A new set of Answer ALS project data is now available through the Answer ALS Data Portal. This data release is another milestone reaching 63% of the total estimated 150 TB of data that will be generated and openly shared. This massive trove of data from multiple biological assessments or “multi-omics” has been combined with study participants’ clinical data and is now publicly released. The datasets are all derived from individual Answer ALS study participants.
“These biological and clinical data lay the foundation for researchers around the world to help tackle the challenge of understanding ALS subgroups, real human-relevant pathways, and the tools to find individuals’ disease-specific drugs,” said Dr. Jeffrey Rothstein, Director, Robert Packard Center for ALS Research at Johns Hopkins University, School of Medicine. He continued, “Representing over half of the data derived from 1,000 ALS patient participants in the study, this data can be the foundation for companies and labs to earnestly tackle ALS biology.”

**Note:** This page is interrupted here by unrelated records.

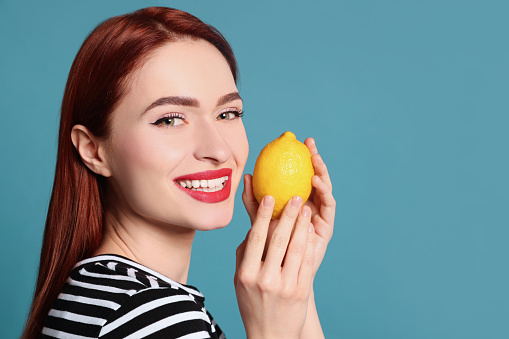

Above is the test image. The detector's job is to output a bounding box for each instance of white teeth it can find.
[177,175,229,191]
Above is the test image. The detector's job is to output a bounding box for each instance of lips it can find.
[174,168,232,203]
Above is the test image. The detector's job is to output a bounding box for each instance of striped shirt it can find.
[42,254,225,339]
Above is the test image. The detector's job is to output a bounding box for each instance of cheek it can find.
[109,130,186,184]
[113,134,157,173]
[229,124,249,169]
[221,124,249,198]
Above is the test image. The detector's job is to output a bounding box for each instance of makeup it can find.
[174,168,232,203]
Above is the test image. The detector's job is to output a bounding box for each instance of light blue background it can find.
[1,0,508,338]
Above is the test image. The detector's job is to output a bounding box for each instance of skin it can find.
[238,140,335,339]
[71,39,336,338]
[72,39,248,283]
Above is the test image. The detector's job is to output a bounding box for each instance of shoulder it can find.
[42,257,149,338]
[98,287,216,338]
[42,255,223,338]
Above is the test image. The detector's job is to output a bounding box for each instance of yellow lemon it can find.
[252,131,314,219]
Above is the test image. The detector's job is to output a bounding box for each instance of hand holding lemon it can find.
[241,132,336,277]
[236,132,335,337]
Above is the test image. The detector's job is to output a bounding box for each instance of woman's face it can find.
[102,40,248,231]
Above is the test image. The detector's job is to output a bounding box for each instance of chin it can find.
[183,199,236,231]
[190,211,234,231]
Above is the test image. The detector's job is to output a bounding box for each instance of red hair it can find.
[22,7,238,338]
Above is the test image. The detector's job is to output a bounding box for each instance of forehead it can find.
[124,40,237,107]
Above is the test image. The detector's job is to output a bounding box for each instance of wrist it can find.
[299,288,324,339]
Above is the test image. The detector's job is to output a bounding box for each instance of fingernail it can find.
[302,206,310,217]
[292,196,302,208]
[263,195,274,207]
[309,223,314,233]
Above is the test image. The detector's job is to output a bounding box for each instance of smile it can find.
[174,168,233,203]
[176,176,228,192]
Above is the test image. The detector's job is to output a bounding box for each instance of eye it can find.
[217,109,244,121]
[152,113,186,127]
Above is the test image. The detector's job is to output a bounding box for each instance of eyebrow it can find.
[143,91,242,114]
[216,92,242,106]
[143,96,199,113]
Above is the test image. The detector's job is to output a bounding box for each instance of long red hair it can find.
[22,7,238,338]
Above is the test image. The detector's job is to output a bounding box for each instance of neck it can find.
[94,208,196,285]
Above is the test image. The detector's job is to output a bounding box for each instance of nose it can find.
[193,122,232,164]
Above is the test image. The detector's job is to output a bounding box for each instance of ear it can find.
[71,124,112,177]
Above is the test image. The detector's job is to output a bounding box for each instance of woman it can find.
[23,7,335,339]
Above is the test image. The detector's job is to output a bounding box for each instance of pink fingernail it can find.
[263,195,274,207]
[291,196,302,207]
[302,206,310,217]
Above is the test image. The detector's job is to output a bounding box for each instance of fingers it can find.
[239,195,275,272]
[242,174,259,223]
[263,196,303,272]
[237,194,316,320]
[311,154,332,192]
[304,137,318,155]
[281,205,312,283]
[306,137,335,230]
[305,138,332,192]
[297,223,315,293]
[311,175,336,225]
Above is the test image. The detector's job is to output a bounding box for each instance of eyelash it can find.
[151,109,245,128]
[216,109,245,121]
[151,113,186,128]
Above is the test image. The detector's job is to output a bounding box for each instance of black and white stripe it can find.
[42,254,225,339]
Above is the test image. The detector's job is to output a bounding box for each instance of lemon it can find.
[252,131,314,219]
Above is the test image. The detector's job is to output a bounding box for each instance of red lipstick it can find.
[174,168,232,203]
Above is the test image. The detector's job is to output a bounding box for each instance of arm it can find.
[300,289,324,339]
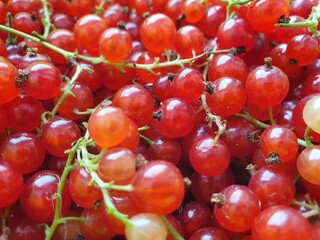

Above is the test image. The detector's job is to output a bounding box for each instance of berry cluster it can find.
[1,0,320,240]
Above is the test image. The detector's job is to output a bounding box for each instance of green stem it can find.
[200,94,226,145]
[138,125,150,131]
[225,0,253,19]
[40,0,52,39]
[161,216,185,240]
[50,63,85,118]
[304,126,314,147]
[6,13,17,44]
[44,141,80,240]
[302,209,319,218]
[268,108,276,125]
[292,199,315,210]
[89,170,133,227]
[94,0,108,15]
[140,134,154,145]
[235,112,270,129]
[0,24,75,59]
[78,143,133,227]
[57,217,85,224]
[276,1,320,35]
[235,112,310,148]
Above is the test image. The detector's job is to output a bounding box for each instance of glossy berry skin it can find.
[176,201,213,238]
[182,124,215,155]
[301,72,320,97]
[20,170,71,223]
[140,13,176,53]
[0,133,45,174]
[0,56,19,104]
[286,34,320,66]
[259,125,298,162]
[0,161,23,207]
[114,118,140,152]
[74,14,107,54]
[297,145,320,185]
[207,53,248,84]
[173,25,205,58]
[131,160,185,215]
[3,94,44,132]
[99,27,133,63]
[18,52,51,69]
[69,166,103,208]
[268,43,302,78]
[112,84,155,127]
[136,51,168,84]
[183,0,205,23]
[125,213,168,240]
[97,62,135,90]
[54,81,94,120]
[216,17,255,53]
[171,67,204,102]
[88,106,129,148]
[80,207,114,240]
[292,94,320,143]
[12,12,41,37]
[191,169,235,203]
[195,5,226,38]
[156,98,196,139]
[268,15,308,44]
[97,147,136,184]
[248,165,295,209]
[245,60,289,107]
[189,227,230,240]
[214,185,261,232]
[290,0,319,19]
[189,137,230,177]
[24,62,62,100]
[149,136,182,165]
[41,116,81,157]
[206,77,247,117]
[252,205,312,240]
[46,29,76,64]
[247,0,290,33]
[221,117,258,158]
[153,74,173,102]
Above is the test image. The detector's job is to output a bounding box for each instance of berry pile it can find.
[1,0,320,239]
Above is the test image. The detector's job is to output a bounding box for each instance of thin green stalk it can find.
[0,24,75,59]
[201,94,226,143]
[44,141,80,240]
[140,134,154,145]
[50,63,85,118]
[6,13,17,44]
[235,112,310,148]
[89,170,133,227]
[40,0,52,39]
[58,217,85,224]
[138,125,150,131]
[292,199,315,210]
[276,1,320,35]
[235,112,270,129]
[302,209,319,218]
[161,216,185,240]
[268,108,276,125]
[225,0,253,19]
[304,126,314,147]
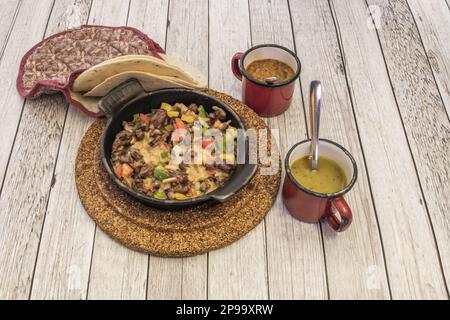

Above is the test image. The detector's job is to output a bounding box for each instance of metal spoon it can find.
[309,81,322,171]
[265,76,278,84]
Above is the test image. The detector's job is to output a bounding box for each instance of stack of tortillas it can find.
[17,25,207,116]
[70,54,207,111]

The newly released epigenomic, transcriptomic, and proteomics data complements existing genomic and clinical data that was previously released for the same study participants. Together, the multi-omic and clinical datasets will help researchers compare the genetic backgrounds between case and control populations. Having these comparisons is important to understand the differences in those with and without ALS and, notably, will also help researchers identify potential differences between sub-groups of ALS patients. By increasing the number of participants with a complete set of clinical and multi-omic data, researchers will have the ability to use deep learning models to deliver better predictions as to the cause of a disease. This will amplify the likelihood of discovering genes and pathways that drive ALS disease progression.
With each new data release, the accuracy of these discoveries and predictions increases. To further help researchers understand and interpret the data, this release also incorporates preliminary analyses including joint genotyping, RNA gene expression, and protein intensity matrices. These processed data files help researchers identify gene variants and affected pathways across populations.
Ed Rapp, Answer ALS Advisory Board Chair and person living with ALS, said, “As I’ve said before, breakthroughs in ALS are like dominoes. You have to get the first domino to fall and once you do, it leads you down a path to success.” Rapp added, “With this data release, we are tipping the dominoes by deploying exponential computing capabilities that allow large data storage, genetic sequencing in an hour, and deeper machine learning into the disease. That effort will then facilitate all other dominoes by the discovery of ALS subgroups and ultimately treatments or a cure.”
Emily Baxi, Ph.D., executive director of the Robert Packard Center for ALS Research at Johns Hopkins added, “Answer ALS researchers continue to build 1,000’s of patient profiles, constructed piece by piece from multiple sources of data. Openly sharing and using the power of AI and machine learning to integrate and analyze these profiles will ultimately help uncover ALS patient subgroups and identify the most effective treatment strategies for each.”